LEGISLAÇÃO E JURISPRUDÊNCIA RELEVANTE DEZEMBRO DE 2011
Decreto-Lei n.º 116/2011 de 5 de Dezembro - Procede à alteração do diploma que regula os princípios e normas a que deve obedecer a organização da administração directa do Estado;
Lei n.º 62/2011 de 12 de Dezembro - Cria um regime de composição dos litígios emergentes de direitos de propriedade industrial, quando estejam em causa medicamentos de referência e medicamentos genéricos, procedendo à alteração do regime jurídico dos medicamentos de uso humano e do regime geral das comparticipações do estado no preço dos medicamentos;
Lei n.º 63/2011 de 14 de Dezembro - Aprova a Lei da Arbitragem Voluntária, procedendo, em consequência, à revogação do anterior regime, bem como, à alteração de disposições do Código de Processo Civil e do Código de Processo nos Tribunais Administrativos;
Portaria n.º 307/2011 de 21 de Dezembro - Fixa o custo médio de construção por metro quadrado para vigorar no ano de 2012;
Portaria n.º308/2011 de 21 de Dezembro - Altera o diploma que procedeu à regulamentação de vários aspectos relativos à tramitação das acções executivas cíveis;
Lei n.º 64/2011 de 22 de Dezembro - Modifica os procedimentos de recrutamento, selecção e provimento nos cargos de direcção superior da Administração Pública. Altera o Estatuto do pessoal dirigente dos serviços e órgãos da administração central, regional e local do Estado bem como, o diploma que estabelece os princípios e normas a que deve obedecer a organização da administração directa do Estado;
Ac. do Trib. Const. 560/2011 de 22-11-2011 (P. 467/11) de 20 de Dezembro - Declara, com força obrigatória geral, a inconstitucionalidade de normas constantes do diploma que regula a concessão de assistência e patrocínio judiciário aos bombeiros, nos processos judiciais em que sejam demandados ou demandantes, por factos ocorridos no âmbito do exercício de funções;
Ac. do S.T.A. 3/2011 de 13-10-2011 (P. 565/10) de 21 de Dezembro- Uniformiza jurisprudência relativa à valoração das faltas por doença, na consideração do factor «assiduidade», no regime do concurso de acesso para lugares da categoria de professor titular;
Decreto-Lei n.º 119/2011 de 26 de Dezembro - Fixa o limite legal da garantia para o reembolso de depósitos constituídos nas instituições de crédito, procedendo à transposição de directiva comunitária relativa a esta matéria.

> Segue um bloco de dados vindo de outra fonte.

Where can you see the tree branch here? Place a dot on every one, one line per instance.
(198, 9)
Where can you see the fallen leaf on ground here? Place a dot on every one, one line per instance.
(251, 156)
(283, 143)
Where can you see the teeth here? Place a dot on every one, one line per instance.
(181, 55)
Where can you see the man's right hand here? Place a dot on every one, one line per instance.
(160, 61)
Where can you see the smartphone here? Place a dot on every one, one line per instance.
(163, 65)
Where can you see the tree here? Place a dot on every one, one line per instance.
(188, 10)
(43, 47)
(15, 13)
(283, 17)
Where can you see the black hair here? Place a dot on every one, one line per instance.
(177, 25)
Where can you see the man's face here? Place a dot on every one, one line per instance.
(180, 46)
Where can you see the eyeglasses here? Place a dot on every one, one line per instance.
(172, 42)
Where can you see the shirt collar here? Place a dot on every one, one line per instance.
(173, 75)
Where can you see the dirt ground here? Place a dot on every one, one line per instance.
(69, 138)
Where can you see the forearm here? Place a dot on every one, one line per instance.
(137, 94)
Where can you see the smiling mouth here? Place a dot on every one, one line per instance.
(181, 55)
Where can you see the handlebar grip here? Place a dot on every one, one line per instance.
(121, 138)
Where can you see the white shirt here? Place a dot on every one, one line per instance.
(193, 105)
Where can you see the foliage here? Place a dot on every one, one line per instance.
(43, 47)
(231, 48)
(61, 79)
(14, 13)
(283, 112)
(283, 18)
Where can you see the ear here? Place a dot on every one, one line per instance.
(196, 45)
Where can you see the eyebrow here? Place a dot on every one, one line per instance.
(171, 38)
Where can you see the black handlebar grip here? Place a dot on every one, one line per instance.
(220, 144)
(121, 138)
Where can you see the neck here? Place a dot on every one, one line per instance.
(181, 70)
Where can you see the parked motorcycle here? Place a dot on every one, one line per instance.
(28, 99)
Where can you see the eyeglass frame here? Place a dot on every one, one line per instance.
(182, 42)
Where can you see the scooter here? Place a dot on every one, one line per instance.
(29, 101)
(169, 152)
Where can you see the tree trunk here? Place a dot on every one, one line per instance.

Introduz alterações ao Regime Geral das Instituições de Crédito e Sociedades Financeiras e ao Fundo de Garantia do Crédito Agrícola Mútuo;
Portaria n.º 311-A/2011 de 27 de Dezembro - Aprova novos modelos de impressos do IRS para o ano de 2012;
Portaria n.º 311-D/2011 de 27 de Dezembro - Aprova os critérios de verificação da condição de insuficiência económica para efeitos de isenção de taxas moderadoras e de outros encargos de que dependa o acesso às prestações de saúde;
Portaria n.º 314/2011 de 29 de Dezembro - Aprova a declaração de rendimentos e retenções no âmbito dos impostos sobre os rendimentos das pessoas singulares e colectivas;
Portaria n.º 319/2011 de 30 de Dezembro - Procede à alteração de disposição legal do diploma que veio regulamentar o regime de acesso ao direito e aos tribunais.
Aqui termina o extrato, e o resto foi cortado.